Leitsatz (amtlich)
Die Begünstigungsvorschrift des § 68 Nr. 6a des Bewertungsgesetzes i. d. F. des Änderungsgesetzes vom 10. August 1963 - BewG - (§ 111 Nr. 9 BewG 1965) gilt auch für Ansprüche auf wiederkehrende Nutzungen, deren Kapitalwert nach dem Jahreshöchstwert des § 17a Abs. 1 BewG (§ 16 Abs. 1 BewG 1965) ermittelt wurde. Der Höchstbetrag nach § 17a BewG ist daher bei über 60 Jahre alten oder erwerbsunfähigen Nutzungsberechtigten um den Freibetrag des § 68 Nr. 6a BewG von 3 600 DM zu kürzen.
Normenkette
BewG i.d.F. des ÄndG-BewG vom 10. August 1963 § 17; BewG i.d.F. des ÄndG-BewG vom 10. August 1963 § 17a; BewG i.d.F. des ÄndG-BewG vom 10. August 1963 § 67 Abs. 1 Nr. 4; BewG i.d.F. des ÄndG-BewG vom 10. August 1963 § 68 Nr. 6a
Tatbestand
Die Steuerpflichtige wurde durch Bescheid vom 4. September 1964 zur Vermögensteuer auf den 1. Januar 1963 veranlagt. Sie war am 1. Januar 1963 68 Jahre alt. Sie hat ein lebenslängliches 50 %iges Nießbrauchsrecht an Vermögensgegenständen, deren Wert 178 444 DM beträgt. Das FA ermittelte gemäß Abschn. 70 Abs. 2 VStR 1963 den erzielbaren Jahreswert des Nießbrauchs nach § 17 Abs. 3 BewG in der Fassung des Gesetzes zur Änderung des Bewertungsgesetzes vom 10. August 1963 - ÄndG-BewG 1963 - (BGBl I 1963, 676, BStBl I 1963, 608) - nachfolgend BewG genannt - und kürzte diesen Wert um den Freibetrag nach § 68 Nr. 6a BewG. Dies ergab einen Jahresbetrag von (18 000 ./. 3 600) = 14 400 DM. Da dieser Betrag erheblich höher war als der nach § 17a BewG anzusetzende Höchstwert, berechnete es den Kapitalwert nach diesem Höchstwert wie folgt:
Wert des genutzten Vermögens = 178 444 DM
Höchstwert nach § 17a Abs. 1 BewG
(178 444 : 18) = 9 913 DM
50 % des Werts = 4 956 DM
Vervielfältiger nach § 16 Abs. 2
Nr. 11 BewG beim 68. Lebensjahr = 8 = 4 956 DM x 8
Kapitalwert = 39 648 DM
Demgemäß setzte das FA den Wert des Nießbrauchs auf 39 648 DM fest.

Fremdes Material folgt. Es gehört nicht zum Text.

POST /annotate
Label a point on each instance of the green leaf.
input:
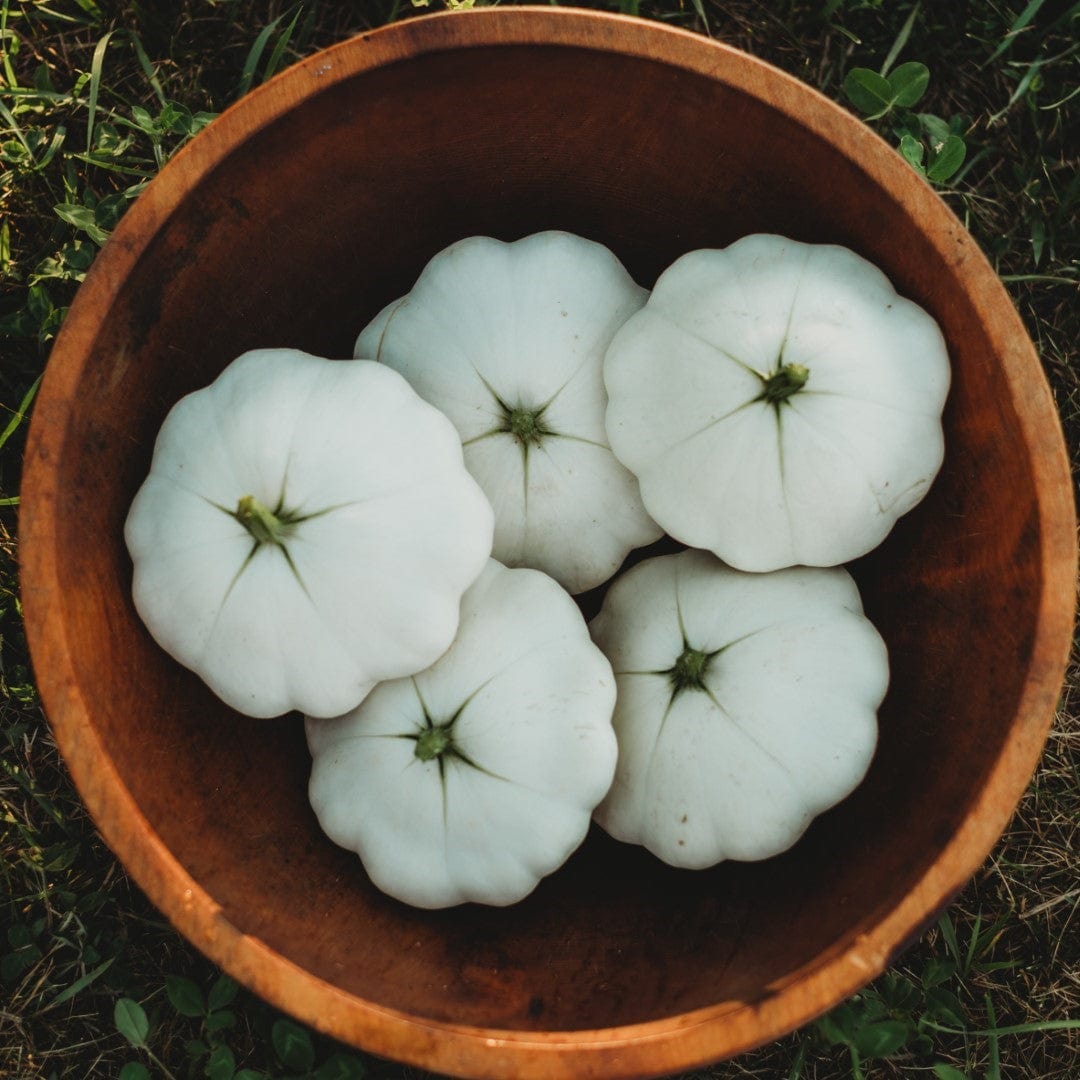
(340, 1067)
(223, 993)
(913, 151)
(908, 83)
(868, 91)
(131, 1022)
(81, 217)
(185, 996)
(934, 127)
(945, 1071)
(143, 119)
(293, 1045)
(95, 86)
(219, 1021)
(947, 159)
(882, 1038)
(221, 1064)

Die Steuerpflichtige meint, der Kapitalwert ihres Nießbrauchsrechts betrage 10 856 DM, da der Höchstwert nach § 17a Abs. 1 BewG um den Freibetrag gemäß § 68 Nr. 6a BewG zu kürzen sei. Sie geht von folgender Berechnung aus:
Höchstwert nach § 17a Abs. 1 BewG 4 957 DM
./. Freibetrag nach § 68 Nr. 6a BewG 3 600 DM
1 357 DM
Vervielfältiger nach § 16 Abs. 2
Nr. 11 BewG = 8
Kapitalwert = 8x 1 357 DM = 10 856 DM
Die Sprungberufung hatte Erfolg. Das FG führt in seinem in EFG 1966, 58 veröffentlichten Urteil aus: § 17a Abs. 1 BewG sei auch bei der Berechnung des Jahreswerts der Nutzung nach § 68 Nr. 6a BewG zu berücksichtigen. Der Höchstbetrag des § 17a Abs. 1 BewG könne nicht nach Abschn. 70 Abs. 2 Satz 3 VStR 1963 berechnet werden, da sich der Freibetrag des § 68 Nr. 6a BewG bei den über 60 Jahre alten oder erwerbsunfähigen Nutzungsberechtigten nicht auswirke, bei denen der tatsächliche, um den Freibetrag gekürzte Jahreswert des § 17 BewG den Höchstbetrag des § 17a BewG übersteige. Das Gesetz gebe keinen Anhaltspunkt, daß der Freibetrag von 3 600 DM nur minderbemittelten Nutzungsberechtigten zustehe. Im Vermögensteuerrecht sei nur der Kapitalwert einer Nutzung maßgebend, da nur er der Vermögensteuer unterliege. Der Jahreswert der Nutzung sei lediglich die Basis zur Errechnung des Kapitalwerts. § 17a BewG begrenze den Jahreswert der Nutzung schlechthin in allen Fällen, bei denen der Kapitalwert einer Nutzung festzustellen sei. Er sei daher bei Ermittlung des Kapitalwerts von lebenslänglichen Nutzungen nach § 16 BewG ebenso zu berücksichtigen wie bei Anwendung des § 68 Nr. 6a BewG.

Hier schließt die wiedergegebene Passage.